Giulio Tremonti ha scritto:Blif ha scritto:
2)
Impatto della riforma sulla distribuzione fra livelli gerarchici
Assumendo
n' ricercatori all'anno e promuovendoli o licenziandoli dopo 8 anni,
a regime il paese avrà
8 n' ricercatori.
Se ogni anno
k = an' ricercatori diventano professori,
se hanno mediamente 30 anni come dice la Gelmini,
e se andranno in pensione a 65 anni come dice la nuova legge,
a regime il paese avrà
35 a n' professori (associati e ordinari).
Per quali valori di
a avremo un numero di ricercatori superiore a quello dei professori?
8 n' > 35 a n', cioè
a < 8/35 = 23%.
Cioè meno di un quarto dei ricercatori dovrebbero venir confermati,
qualunque siano le capacità dimostrate durante i 3+8 = 11 anni di prova.
Assumendo invece una percentuale di conferma dell'80%, che non mi pare assurda,
il rapporto fra professori e ricercatori diventa
35 a n' / 8 n' = 35/8 * 80% = 3.5,
mentre il valore attuale è circa 2.

Tu commetti il solito errore di considerare gli avanzamenti come un diritto maturato, a prescindere dalle risorse. Se si vuole che la spesa per stipendi sia costante e si vogliono anche le promozioni, bisogna mantenere uguali gli organici per ciascun livello. Quindi, un professore esce, un ricercatore diventa professore, un nuovo ricercatore viene assunto.

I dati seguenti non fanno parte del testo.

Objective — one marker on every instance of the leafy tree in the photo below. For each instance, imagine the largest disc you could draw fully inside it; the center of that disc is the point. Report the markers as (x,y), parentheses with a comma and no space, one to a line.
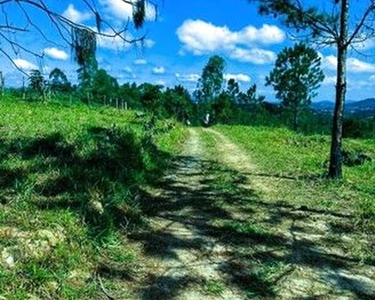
(329,29)
(152,98)
(58,81)
(233,89)
(86,74)
(224,109)
(178,103)
(211,82)
(36,81)
(296,77)
(31,15)
(131,94)
(251,101)
(104,86)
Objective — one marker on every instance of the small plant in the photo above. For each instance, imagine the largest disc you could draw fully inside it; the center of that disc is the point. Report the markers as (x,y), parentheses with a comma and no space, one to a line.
(214,287)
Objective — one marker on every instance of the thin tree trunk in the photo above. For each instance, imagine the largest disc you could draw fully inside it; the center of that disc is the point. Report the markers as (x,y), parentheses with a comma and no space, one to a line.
(335,165)
(295,119)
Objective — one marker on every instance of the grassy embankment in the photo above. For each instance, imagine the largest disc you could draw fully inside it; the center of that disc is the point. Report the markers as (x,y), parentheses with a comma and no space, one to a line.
(69,180)
(283,154)
(284,207)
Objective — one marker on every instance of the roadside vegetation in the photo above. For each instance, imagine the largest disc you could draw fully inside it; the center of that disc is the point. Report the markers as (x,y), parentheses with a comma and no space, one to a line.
(70,180)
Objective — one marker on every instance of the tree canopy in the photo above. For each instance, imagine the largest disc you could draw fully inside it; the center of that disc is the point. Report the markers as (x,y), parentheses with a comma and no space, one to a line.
(296,77)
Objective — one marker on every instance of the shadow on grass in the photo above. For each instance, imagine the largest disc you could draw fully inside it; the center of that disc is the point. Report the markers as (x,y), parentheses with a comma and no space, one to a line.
(97,176)
(205,197)
(108,165)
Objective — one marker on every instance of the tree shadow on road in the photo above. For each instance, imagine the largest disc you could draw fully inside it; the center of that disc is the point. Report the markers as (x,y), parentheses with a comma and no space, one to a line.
(219,206)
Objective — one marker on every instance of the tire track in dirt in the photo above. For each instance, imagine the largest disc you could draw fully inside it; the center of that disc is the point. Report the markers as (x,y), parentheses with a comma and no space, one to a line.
(179,254)
(321,266)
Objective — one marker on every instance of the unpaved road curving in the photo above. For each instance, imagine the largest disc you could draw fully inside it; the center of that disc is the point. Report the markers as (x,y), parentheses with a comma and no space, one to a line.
(203,242)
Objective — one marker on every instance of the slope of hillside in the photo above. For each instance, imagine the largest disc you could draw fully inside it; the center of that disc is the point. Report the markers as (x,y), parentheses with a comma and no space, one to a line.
(361,107)
(69,188)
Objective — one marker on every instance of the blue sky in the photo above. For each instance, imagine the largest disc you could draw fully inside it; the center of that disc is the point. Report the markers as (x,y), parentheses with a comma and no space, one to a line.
(179,44)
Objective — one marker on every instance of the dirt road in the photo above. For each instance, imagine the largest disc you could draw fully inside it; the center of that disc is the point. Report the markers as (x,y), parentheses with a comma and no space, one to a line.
(213,234)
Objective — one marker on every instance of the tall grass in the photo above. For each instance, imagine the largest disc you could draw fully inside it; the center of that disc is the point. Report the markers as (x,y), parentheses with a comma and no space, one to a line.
(70,179)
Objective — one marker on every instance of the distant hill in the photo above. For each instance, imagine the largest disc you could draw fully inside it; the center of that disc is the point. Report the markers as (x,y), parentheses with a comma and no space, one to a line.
(363,107)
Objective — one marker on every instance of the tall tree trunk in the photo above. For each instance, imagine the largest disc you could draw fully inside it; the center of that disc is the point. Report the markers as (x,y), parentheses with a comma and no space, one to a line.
(295,119)
(335,165)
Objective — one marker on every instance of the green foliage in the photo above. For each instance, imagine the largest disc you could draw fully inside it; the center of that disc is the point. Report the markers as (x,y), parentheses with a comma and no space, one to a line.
(295,78)
(104,86)
(70,181)
(211,82)
(178,103)
(86,75)
(152,98)
(301,161)
(224,110)
(59,82)
(36,81)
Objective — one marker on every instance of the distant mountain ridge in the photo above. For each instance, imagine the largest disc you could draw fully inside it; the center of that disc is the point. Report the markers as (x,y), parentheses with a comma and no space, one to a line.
(362,107)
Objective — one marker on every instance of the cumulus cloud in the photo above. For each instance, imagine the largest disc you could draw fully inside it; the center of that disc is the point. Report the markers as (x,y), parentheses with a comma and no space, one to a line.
(187,77)
(123,11)
(56,53)
(158,70)
(76,16)
(148,43)
(24,64)
(256,56)
(329,80)
(200,37)
(140,62)
(128,70)
(354,65)
(238,77)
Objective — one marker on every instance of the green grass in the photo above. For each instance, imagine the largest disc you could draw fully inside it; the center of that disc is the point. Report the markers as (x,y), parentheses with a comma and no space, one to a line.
(69,184)
(281,153)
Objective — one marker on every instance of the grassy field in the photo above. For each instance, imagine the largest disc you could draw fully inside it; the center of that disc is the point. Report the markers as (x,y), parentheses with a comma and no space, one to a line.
(69,182)
(71,179)
(283,154)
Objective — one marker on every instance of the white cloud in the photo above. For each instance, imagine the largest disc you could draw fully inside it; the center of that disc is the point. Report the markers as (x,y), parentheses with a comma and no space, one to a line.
(187,77)
(24,64)
(56,53)
(140,62)
(123,11)
(354,65)
(128,70)
(200,37)
(267,34)
(112,41)
(256,56)
(238,77)
(329,80)
(160,82)
(149,43)
(76,16)
(158,70)
(357,66)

Fino ad ora si sono fatte promozioni in base al 'merito' che non tenevano conto delle risorse, cioè senza considerare se fossero o meno compatibili con i bilanci. Un sistema siffatto è destinato a fallire miseramente perchè presuppone un aumento della spesa senza limiti, ed infatti in questi anni il numero dei docenti di ogni ruolo è aumentato in maniera incontrollata.

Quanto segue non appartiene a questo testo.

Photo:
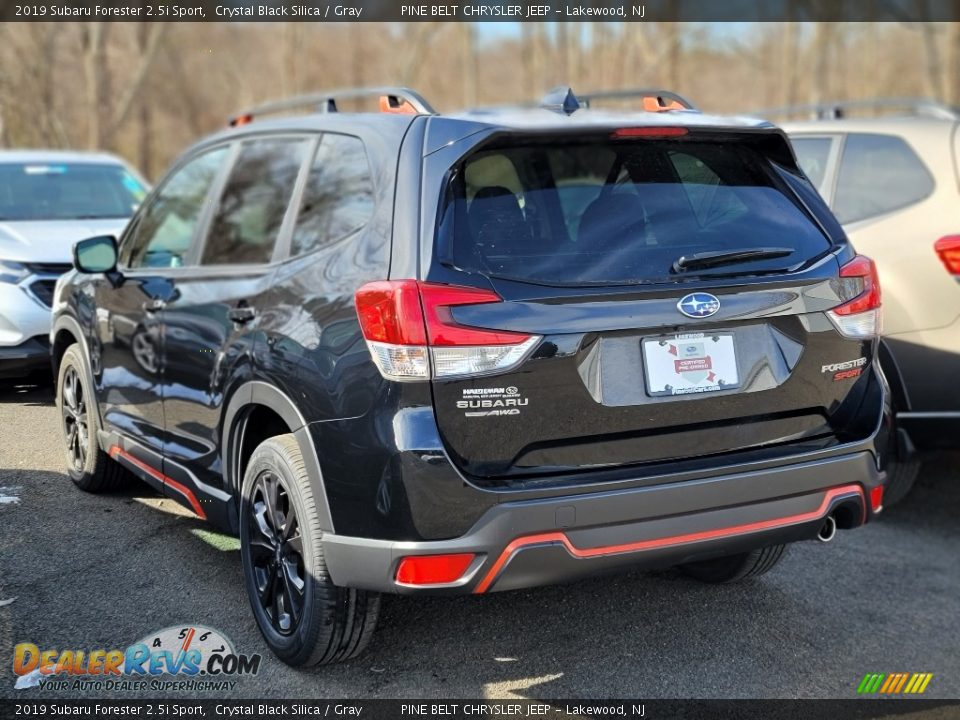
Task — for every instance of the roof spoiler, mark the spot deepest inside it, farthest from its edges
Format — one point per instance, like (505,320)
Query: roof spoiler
(392,100)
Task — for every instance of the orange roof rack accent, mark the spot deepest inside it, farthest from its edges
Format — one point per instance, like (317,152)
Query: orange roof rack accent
(653,99)
(658,103)
(392,100)
(396,105)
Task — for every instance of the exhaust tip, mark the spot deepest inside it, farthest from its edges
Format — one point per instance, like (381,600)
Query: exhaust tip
(828,530)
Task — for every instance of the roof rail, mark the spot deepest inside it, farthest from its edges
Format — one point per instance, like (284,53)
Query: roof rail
(654,99)
(837,110)
(392,100)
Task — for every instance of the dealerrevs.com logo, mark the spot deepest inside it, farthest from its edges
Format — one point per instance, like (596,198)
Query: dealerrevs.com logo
(190,658)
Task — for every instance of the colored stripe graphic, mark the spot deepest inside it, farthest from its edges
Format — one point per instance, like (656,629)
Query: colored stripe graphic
(894,683)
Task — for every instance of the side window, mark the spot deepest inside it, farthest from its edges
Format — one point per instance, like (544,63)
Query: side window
(254,202)
(338,199)
(813,154)
(165,230)
(878,174)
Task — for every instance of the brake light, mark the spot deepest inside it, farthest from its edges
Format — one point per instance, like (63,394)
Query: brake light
(433,569)
(948,249)
(409,328)
(648,132)
(859,316)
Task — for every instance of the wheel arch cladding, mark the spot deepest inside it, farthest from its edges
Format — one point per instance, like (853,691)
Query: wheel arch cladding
(258,411)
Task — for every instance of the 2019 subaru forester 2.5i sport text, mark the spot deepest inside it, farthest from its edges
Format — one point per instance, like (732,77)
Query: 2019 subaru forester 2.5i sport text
(414,353)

Non sono stato chiaro, allora.
Non ho parlato di diritti all'avanzamento di carriere: ho fatto un'ipotesi di equilibrio.
L'ipotesi di equilibrio non significa tenere uguali fra loro gli organici dei tre livelli,
ma tenere uguale nel tempo il numero totale di ricercatori e il numero totale di professori.
Mi pare un'ipotesi di buon senso, dato che la popolazione italiana è più o meno stabile e che
da un lato la percentuale di accademici è inferiore alla media europea mentre dall'altro non ci sono i soldi per aumentarla.

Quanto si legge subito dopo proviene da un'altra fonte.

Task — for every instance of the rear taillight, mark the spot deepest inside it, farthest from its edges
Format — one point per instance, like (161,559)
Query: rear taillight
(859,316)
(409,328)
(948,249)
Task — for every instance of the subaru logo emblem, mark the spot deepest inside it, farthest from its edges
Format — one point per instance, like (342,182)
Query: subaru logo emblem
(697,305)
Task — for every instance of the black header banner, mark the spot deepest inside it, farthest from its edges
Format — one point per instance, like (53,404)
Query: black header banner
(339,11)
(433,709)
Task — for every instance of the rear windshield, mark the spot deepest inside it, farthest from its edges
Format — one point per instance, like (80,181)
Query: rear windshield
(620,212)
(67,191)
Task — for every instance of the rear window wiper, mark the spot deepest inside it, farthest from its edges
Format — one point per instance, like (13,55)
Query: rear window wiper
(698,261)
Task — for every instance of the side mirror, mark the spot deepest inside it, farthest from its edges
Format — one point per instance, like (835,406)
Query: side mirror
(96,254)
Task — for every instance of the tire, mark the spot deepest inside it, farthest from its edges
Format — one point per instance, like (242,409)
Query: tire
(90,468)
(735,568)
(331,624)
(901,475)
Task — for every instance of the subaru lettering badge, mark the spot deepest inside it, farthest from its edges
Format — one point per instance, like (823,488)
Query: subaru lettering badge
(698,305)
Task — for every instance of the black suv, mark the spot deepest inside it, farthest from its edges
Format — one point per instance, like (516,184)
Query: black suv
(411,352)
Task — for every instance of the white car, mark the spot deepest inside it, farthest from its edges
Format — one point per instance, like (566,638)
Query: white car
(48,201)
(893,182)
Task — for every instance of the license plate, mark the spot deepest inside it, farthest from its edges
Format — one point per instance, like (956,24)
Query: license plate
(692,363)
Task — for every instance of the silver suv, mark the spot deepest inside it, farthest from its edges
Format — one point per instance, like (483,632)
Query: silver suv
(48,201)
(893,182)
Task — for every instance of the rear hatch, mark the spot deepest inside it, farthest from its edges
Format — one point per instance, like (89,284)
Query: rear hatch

Sotto l'ipotesi di equilibrio, ho applicato la riforma e discusso due casi estremi:
1) se si vuole creare una piramide con più ricercatori che professori (al momento invece sono circa 1 contro 2),
per motivi puramente matematici si deve licenziare il 77% dei ricercatori a fine prova, qualunque sia il loro rendimento.
2) se si vuole ridurre la percentuale di licenziamento al 20% per rendere attraente la posizione,
per motivi puramente matematici si ottiene una piramide più rovesciata di quella attuale,
cioè 1 ricercatore contro 3.5 professori.
Siccome sia i nuovi ricercatori sia i professori guadagnano di più dei vecchi ricercatori,
il risultato di questa ipotesi è aumentare il budget per stipendi.
Il problema intrinseco della riforma è la durata fissa del ruolo da ricercatore,
mentre la vituperata situazione attuale ha l'enorme pregio di essere flessibile:
chi corre fa carriera prima, chi cammina dopo, chi si ferma non fa carriera.
Siamo tutti d'accordo sul fatto che la riforma non tocchi il punto importante,
cioè valutazione dei singoli e responsabilizzazione dei vertici.
Io dico che la riforma produce danni, per i motivi elencati prima, e per altri ancora.